The girls ask to climb in a tree a little further away. They point to the giant tree they want to climb. I relent and give them the five minute warning, which really means thirty minutes. They nod in agreement as they run away to the giant who extends her branches to them. I sit mixing colors on the page with my paint brush. I feel pretty happy with my mothering today. The girls are climbing trees and not staring at screens. I drip too much water onto my paper and then look up. There’s another couple walking down the path. This couple looks a little uncomfortable off of a concrete path, but he carries a camera and is smiling and snapping away. He laughs at the ducks and sends one scrambling when he gets too close to the water. Like the other women she doesn’t seem at all interested in the ducks or the water or anything. She isn’t looking at anything in particular, another ghost and that’s when I notice something. She’s carrying his camera bag. On that picnic blanket with paint dripping off my brush, I mutter under my breath, you’ve got to be kidding me. Not only is she a ghost numbly walking in the shadows of this world, she’s carrying his damn bag! It’s not enough that she is floating out of body and above it. Its not enough that she is a ghost in her own life, she also has to carry all his crap too, even his camera bag.

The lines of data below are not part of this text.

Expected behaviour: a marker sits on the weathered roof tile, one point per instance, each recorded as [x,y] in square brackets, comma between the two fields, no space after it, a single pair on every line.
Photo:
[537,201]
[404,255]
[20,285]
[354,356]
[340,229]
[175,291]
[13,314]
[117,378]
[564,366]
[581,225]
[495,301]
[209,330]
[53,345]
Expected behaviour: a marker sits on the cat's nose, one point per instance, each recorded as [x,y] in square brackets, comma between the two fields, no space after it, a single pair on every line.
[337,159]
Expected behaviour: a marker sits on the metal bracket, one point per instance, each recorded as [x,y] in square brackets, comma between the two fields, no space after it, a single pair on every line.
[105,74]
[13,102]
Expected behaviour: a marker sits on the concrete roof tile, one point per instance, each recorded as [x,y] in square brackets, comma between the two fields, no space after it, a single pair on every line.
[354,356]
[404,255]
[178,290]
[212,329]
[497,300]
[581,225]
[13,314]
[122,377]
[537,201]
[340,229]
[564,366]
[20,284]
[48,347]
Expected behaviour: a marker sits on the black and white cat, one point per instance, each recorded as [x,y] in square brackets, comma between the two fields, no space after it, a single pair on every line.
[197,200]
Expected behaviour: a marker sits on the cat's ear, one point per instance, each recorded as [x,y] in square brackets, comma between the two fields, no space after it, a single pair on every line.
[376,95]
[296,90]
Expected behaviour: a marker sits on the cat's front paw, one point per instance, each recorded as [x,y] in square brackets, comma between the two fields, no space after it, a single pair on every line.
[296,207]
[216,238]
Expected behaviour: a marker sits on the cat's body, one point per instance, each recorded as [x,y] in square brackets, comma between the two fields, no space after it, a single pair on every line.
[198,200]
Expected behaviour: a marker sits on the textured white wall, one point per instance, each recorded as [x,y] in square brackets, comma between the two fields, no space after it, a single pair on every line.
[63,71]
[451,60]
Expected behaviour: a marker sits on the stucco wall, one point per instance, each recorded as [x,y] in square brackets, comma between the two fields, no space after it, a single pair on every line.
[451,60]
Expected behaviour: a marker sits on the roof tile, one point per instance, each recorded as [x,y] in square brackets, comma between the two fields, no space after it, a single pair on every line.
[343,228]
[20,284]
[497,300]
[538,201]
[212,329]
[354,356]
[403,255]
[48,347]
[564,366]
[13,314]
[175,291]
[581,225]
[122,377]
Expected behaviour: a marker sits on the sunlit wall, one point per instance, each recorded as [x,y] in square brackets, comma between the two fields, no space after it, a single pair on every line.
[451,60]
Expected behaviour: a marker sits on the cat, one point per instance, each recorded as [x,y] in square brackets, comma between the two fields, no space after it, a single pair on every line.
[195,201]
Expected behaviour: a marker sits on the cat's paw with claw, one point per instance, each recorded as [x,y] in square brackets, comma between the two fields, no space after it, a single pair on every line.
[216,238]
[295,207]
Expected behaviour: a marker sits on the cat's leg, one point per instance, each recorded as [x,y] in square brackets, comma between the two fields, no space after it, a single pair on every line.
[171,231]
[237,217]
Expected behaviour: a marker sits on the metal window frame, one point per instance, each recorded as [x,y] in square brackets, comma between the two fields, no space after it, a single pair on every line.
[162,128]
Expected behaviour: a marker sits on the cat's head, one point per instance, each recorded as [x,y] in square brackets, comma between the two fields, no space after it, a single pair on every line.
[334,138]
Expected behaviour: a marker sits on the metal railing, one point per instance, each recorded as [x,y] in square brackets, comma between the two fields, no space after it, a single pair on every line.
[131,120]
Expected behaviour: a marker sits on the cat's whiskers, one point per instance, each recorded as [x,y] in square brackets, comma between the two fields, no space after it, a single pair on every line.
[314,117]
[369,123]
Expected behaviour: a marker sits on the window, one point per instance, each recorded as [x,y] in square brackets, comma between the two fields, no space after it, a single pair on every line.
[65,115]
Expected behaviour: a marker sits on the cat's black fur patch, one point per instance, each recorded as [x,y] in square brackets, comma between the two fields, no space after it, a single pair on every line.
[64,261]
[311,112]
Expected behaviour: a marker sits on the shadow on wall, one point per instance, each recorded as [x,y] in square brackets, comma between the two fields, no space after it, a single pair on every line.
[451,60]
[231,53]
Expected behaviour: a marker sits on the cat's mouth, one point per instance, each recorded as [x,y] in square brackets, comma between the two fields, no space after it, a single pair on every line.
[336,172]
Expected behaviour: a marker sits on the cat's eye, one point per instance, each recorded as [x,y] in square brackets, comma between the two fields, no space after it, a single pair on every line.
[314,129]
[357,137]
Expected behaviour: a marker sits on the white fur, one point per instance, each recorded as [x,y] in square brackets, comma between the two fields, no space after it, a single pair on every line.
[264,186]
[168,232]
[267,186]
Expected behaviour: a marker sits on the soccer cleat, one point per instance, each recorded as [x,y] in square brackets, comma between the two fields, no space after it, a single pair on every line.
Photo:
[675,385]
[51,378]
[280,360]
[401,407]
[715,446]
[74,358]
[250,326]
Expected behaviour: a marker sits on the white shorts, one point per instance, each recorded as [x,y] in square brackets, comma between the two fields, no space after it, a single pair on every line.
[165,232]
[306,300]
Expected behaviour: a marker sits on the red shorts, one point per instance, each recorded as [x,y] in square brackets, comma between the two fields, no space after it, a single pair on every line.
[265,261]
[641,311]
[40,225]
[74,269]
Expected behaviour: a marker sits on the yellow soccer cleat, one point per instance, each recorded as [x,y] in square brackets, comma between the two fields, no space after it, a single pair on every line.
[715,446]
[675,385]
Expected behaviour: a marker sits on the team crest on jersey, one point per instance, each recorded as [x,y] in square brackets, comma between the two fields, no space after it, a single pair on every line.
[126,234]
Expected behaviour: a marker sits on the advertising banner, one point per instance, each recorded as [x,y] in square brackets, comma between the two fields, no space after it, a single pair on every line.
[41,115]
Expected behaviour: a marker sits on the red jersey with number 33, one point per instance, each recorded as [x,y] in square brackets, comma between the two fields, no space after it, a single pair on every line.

This carrier of bags, this ghost doesn’t see anything. She’s not taken with the cheeky ducks or the water glistening just so in the sunlight. She doesn’t seem to see any of the world she inhabits. The lilies in the lake don’t sing to her. She is completely numb. At some point she checked out, stopped having fun and started carrying all the bags, even her husband’s camera bag. I recognise her in myself, the carrier of bags. How hard it seems to decide which bags we will carry and which bags we are better off putting down.
Being present and in your body can feel painful. When we wake up to our bodies and our lives, we realise all the bags we’ve been carrying. The truth is, we’re going to have to put some bags down in order to pick ourselves back up. Choosing which bags to put down and which to carry isn’t easy. I know I don’t have all the answers, but I won’t leave my camera at home anymore, not matter how heavy it is to carry. The camera is a lot lighter than the heavy weight of floating just above our lives, and feeling and seeing none of it.